Your CDN can be terminated at any time. Make sure you use persistent storage (i.e., files on disk) to maintain information about content cached at various nodes and any information you need to map clients to servers.


Your grade in this project will be composed by the following components: The final competition will be held on May 1st. We will test each CDN against two baselines: origin and random server selection. Those that do better than random and origin will get 1 point. The top 1/3 scores will earn onother 2 points (for a total of 3), and the next 1/3 will earn an additional point (for a total of 2). Students may use slip days and turn in the assignment late; however late assignments will not be eligible for TopCDN points.

Extra Credit

The top ranked team in the TopCDN project on April 21st will earn 3 bonus points! :)

Registering Your Project

Before turning in your project, you and your partner(s) must register your group. To register yourself in a group, execute the following script:
$ /course/cs5700sp17/bin/register project5 [team name]
This will either report back success or will give you an error message. If you have trouble registering, please contact the course staff. You and your partner(s) must all run this script with the same [team name]. This is how we know you are part of the same group.

Submitting Your Milestone

There is a milestone for this project. At two weeks in, you need to turn in working DNS servers and caching HTTP clients. The remainder of your time will be spent on the CDN logic that links them together. This is due on April 7, 2017 at 11:59:59pm:

Your README, Makefile, source code, etc. should all be placed in a directory. You submit your project by running the turn-in script as follows:
$ /course/cs5700sp17/bin/turnin project5-milestone [project directory]
[project directory] is the name of the directory with your submission. The script will print out every file that you are submitting, so make sure that it prints out all of the files you wish to submit!

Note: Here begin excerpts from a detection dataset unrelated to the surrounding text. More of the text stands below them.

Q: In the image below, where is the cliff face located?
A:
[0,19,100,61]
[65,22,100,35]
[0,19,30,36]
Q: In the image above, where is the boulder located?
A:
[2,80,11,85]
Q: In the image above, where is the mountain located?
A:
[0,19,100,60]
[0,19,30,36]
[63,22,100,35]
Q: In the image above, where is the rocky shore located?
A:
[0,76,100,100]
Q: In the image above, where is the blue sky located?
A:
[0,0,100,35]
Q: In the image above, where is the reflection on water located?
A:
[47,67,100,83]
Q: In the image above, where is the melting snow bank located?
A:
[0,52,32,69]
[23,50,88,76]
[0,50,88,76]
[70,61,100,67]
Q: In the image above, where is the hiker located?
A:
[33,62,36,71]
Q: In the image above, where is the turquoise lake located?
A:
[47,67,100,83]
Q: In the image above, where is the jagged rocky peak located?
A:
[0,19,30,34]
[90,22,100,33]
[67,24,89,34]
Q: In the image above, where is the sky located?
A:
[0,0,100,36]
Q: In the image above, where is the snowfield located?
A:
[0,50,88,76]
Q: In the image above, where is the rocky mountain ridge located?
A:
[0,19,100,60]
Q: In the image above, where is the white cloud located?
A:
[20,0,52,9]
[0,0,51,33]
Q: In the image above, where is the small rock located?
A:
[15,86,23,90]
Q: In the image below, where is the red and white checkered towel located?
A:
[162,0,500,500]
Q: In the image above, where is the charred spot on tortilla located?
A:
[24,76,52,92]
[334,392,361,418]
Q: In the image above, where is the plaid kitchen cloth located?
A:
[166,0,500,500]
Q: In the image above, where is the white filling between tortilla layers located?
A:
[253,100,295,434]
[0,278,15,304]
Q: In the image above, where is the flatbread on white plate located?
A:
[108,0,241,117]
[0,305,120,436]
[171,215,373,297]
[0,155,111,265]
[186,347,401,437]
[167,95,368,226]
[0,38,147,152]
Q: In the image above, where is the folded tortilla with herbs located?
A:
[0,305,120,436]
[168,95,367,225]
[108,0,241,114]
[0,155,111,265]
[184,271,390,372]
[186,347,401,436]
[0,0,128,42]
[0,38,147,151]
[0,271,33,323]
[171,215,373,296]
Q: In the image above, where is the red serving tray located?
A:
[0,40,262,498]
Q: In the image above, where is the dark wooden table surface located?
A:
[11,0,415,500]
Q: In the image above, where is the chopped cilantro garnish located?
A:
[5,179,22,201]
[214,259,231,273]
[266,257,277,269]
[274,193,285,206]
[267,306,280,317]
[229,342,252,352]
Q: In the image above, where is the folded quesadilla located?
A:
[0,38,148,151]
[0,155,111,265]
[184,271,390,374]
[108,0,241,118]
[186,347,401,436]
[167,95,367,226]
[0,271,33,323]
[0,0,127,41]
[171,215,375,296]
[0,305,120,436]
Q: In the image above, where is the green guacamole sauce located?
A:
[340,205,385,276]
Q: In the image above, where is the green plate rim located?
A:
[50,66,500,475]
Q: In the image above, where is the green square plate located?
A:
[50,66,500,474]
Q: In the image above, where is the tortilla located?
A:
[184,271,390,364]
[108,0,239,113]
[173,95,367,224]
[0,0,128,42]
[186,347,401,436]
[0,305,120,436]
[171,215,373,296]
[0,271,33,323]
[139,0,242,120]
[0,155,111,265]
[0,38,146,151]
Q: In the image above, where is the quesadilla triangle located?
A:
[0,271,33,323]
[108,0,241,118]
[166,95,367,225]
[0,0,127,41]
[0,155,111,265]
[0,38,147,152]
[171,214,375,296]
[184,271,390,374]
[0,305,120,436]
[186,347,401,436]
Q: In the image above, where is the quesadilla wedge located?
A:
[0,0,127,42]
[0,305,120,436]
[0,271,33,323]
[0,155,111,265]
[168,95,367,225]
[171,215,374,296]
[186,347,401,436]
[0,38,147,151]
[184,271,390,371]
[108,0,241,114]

Submitting Your Final Project

To turn-in your final project, you should submit your (thoroughly documented) code along with three other files:

Your README, Makefile, source code, etc. should all be placed in a directory. You submit your project by running the turn-in script as follows:
$ /course/cs5700sp17/bin/turnin project5 [project directory]
[project directory] is the name of the directory with your submission. The script will print out every file that you are submitting, so make sure that it prints out all of the files you wish to submit!

Do not turn in files larger than 10MB, as these will be rejected.

Only one group member needs to submit your project. Your group may submit as many times as you wish; only the time of the last submission will determine whether your assignment is late.